Inside the System

Ashley Russell’s boyfriend Forrest hacks into Verdegen Corporation’s control system in Chapter 4.

Whatever’s going on with Julian Assange, it’s not about sexual misconduct.

Mr. Assange’s sexual history would be of no interest if it were not for his organization, WikiLeaks, devoted as it is to hacking the innermost secrets of governments and corporations and exposing them to public scrutiny.

Mr Assange’s outsider methods are likely to result in unintended consequences, possibly even the murder of people who are named on the lists he released. Whether he’s a hero or an antisocial egotist, we can grant that he must feel tremendous moral outrage and powerlessness to have become the world’s preeminent hacktivist and whistleblower.

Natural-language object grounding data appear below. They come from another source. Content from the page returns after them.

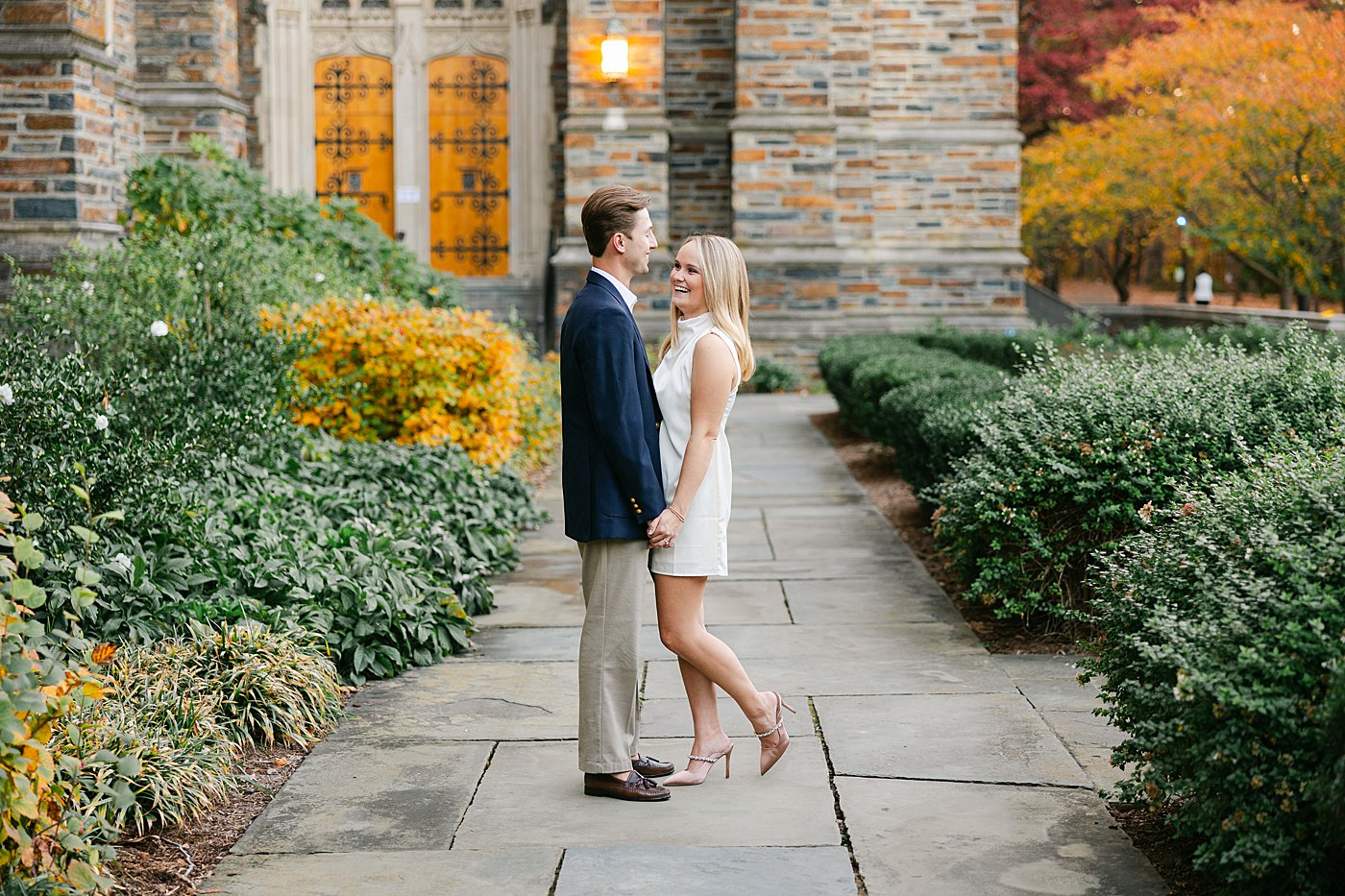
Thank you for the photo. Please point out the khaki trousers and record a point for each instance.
(615, 577)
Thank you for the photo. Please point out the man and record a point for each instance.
(612, 483)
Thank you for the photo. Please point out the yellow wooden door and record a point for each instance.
(468, 166)
(354, 133)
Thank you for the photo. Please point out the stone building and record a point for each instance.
(863, 153)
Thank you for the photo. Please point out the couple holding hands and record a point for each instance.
(648, 482)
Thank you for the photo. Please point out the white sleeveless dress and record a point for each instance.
(702, 545)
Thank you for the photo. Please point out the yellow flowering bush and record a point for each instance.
(399, 372)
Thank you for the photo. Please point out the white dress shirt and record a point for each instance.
(621, 287)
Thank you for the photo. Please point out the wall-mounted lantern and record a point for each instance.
(616, 51)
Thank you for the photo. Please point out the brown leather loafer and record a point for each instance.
(636, 787)
(651, 767)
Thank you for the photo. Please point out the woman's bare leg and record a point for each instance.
(705, 662)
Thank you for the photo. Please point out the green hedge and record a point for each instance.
(172, 195)
(1078, 446)
(918, 400)
(1224, 620)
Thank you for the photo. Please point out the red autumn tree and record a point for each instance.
(1060, 40)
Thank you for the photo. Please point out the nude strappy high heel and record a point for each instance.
(770, 755)
(689, 778)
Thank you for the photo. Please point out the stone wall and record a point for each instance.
(699, 105)
(63, 128)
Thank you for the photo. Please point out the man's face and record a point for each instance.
(638, 244)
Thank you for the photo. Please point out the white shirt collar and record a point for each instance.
(621, 287)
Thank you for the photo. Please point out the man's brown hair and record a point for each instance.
(608, 211)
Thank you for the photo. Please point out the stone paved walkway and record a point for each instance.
(920, 763)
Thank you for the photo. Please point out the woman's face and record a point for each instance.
(688, 284)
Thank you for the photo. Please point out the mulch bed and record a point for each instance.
(175, 860)
(871, 465)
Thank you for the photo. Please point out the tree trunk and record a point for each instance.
(1119, 265)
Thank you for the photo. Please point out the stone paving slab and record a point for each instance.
(369, 797)
(534, 604)
(733, 601)
(934, 838)
(503, 872)
(705, 871)
(979, 738)
(533, 795)
(672, 717)
(1089, 740)
(818, 674)
(1051, 682)
(869, 601)
(467, 701)
(858, 643)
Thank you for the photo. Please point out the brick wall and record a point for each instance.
(699, 104)
(61, 140)
(188, 73)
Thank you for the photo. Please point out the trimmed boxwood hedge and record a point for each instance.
(1224, 627)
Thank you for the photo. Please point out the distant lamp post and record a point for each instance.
(616, 51)
(1181, 264)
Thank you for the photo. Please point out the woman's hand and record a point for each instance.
(665, 527)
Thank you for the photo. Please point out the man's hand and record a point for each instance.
(663, 530)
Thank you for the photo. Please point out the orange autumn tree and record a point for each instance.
(1234, 120)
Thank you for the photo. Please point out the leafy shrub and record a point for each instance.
(1224, 619)
(1079, 444)
(147, 430)
(212, 193)
(50, 831)
(201, 285)
(380, 549)
(1002, 350)
(770, 375)
(410, 375)
(840, 361)
(931, 423)
(1329, 790)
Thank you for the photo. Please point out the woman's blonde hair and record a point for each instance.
(723, 275)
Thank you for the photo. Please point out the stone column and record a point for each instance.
(945, 160)
(285, 97)
(64, 133)
(410, 116)
(784, 147)
(531, 120)
(615, 132)
(187, 71)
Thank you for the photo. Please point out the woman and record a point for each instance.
(703, 359)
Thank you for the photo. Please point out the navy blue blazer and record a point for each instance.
(609, 458)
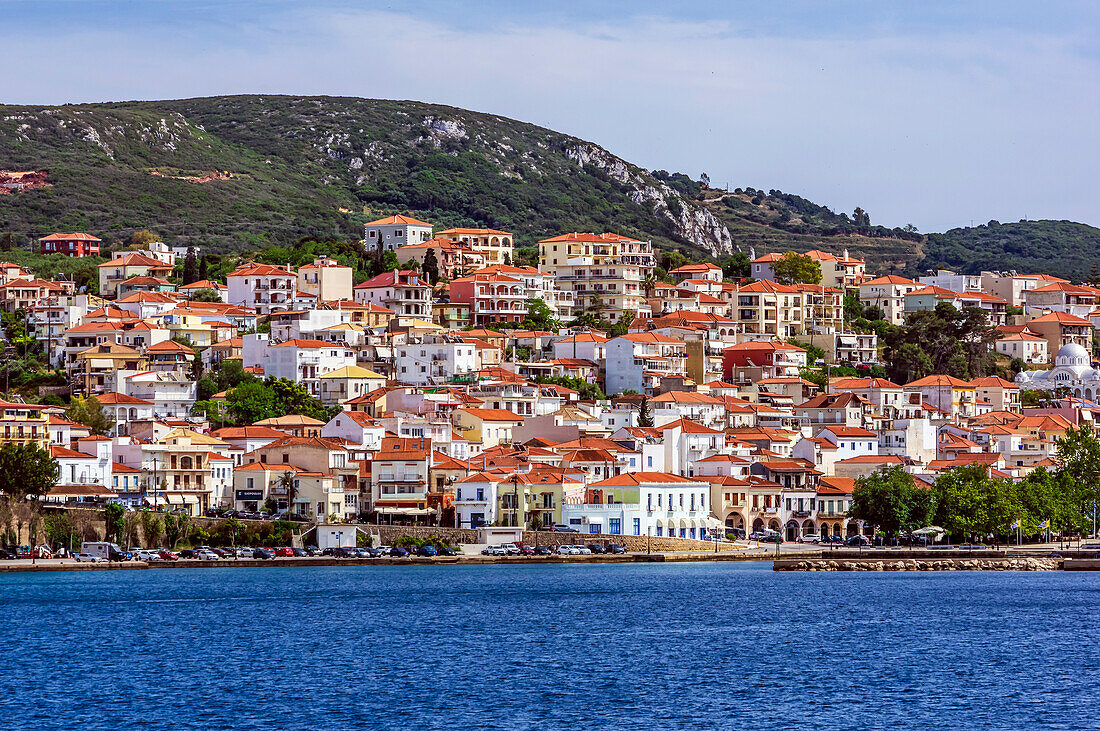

Working outside the system scares people, myself included. But Assange’s point is that the system itself is the problem, and that working within it has proven futile. That implies revolution, and revolutions have losers. Even with reform, someone has to give up power. That’s not something humans do voluntarily.

But the existing system creates losers, too, entire classes of them, and destroys lives—systematically, by definition. For now, more of us benefit (on balance) from the status quo than are harmed by it. But as the economic crisis of 2008 continues to play out, that balance is rapidly reaching a critical pivot. And climate change will make it much, much worse.

The purpose of democratic government would seem to be to effect responsive reform in a controlled way, from inside the system itself. The fact that I can write this means that, so far, it’s not been a complete failure. Yet we’re reaching a sort of stasis, an inability to get at the root problems of our social and economic structures, even without the threat of climate disruption.

We can’t all have equal and simultaneous access to power— it’d be like trying to cram a houseful of frat boys into a Volkswagen Beetle. The vote systematizes and allocates that access, but many people feel their vote is overshadowed by organized special interests with vast reserves of money.

And, of course, power accrues to power. The  Citizens United decision, which as a practical matter grants unlimited anonymous political spending to already powerful corporations, is just the latest proof that the system is tilting heavily toward the entrenched elites. (Notionally, CU applies to anyone, but the scale of corporate advantage is obvious.) The billions to be spent by special interests this year are enough to drive any advocate of democracy to despair, especially when the powerful deny their inherent advantage of scale to assert that CU is an expression of democracy. That highly theoretical assertion clearly does not play out in reality when corporations band together (tacitly or explicitly) in opposition to individual citizens. It’s pure doublespeak.

The lack of access to power drives subversive behavior. When the system becomes corrupt and its primary mission is to preserve itself and perpetuate privilege, it veers from legitimate government to illegitimate regime. This dynamic is playing out today in the Middle East, but our own history has its example. In the 1770s, taxation without representation drove our forebears to vandalism (the Boston Tea Party) and ultimately violence—in other words, to reject working inside a corrupt system.

Despite our mythologizing of the founding fathers’ overthrow of corrupt British rule, revolutions scare the pants off us. World society is now so complex that we instinctively sense its fragility. Anything that gums up the machine, whether it’s attempting to force true transparency in government and corporate affairs or altering our petrocapitalist system to avoid catastrophic climate disruption, is seen as an immediate threat. We can always say to ourselves, hey, maybe it’ll be okay. Maybe the corporations won’t act entirely in their short-term interests, and maybe the climate won’t go kerflooey.

But if we don’t believe our self-soothing reassurances, what do we do, especially if we think the current system is beyond redress?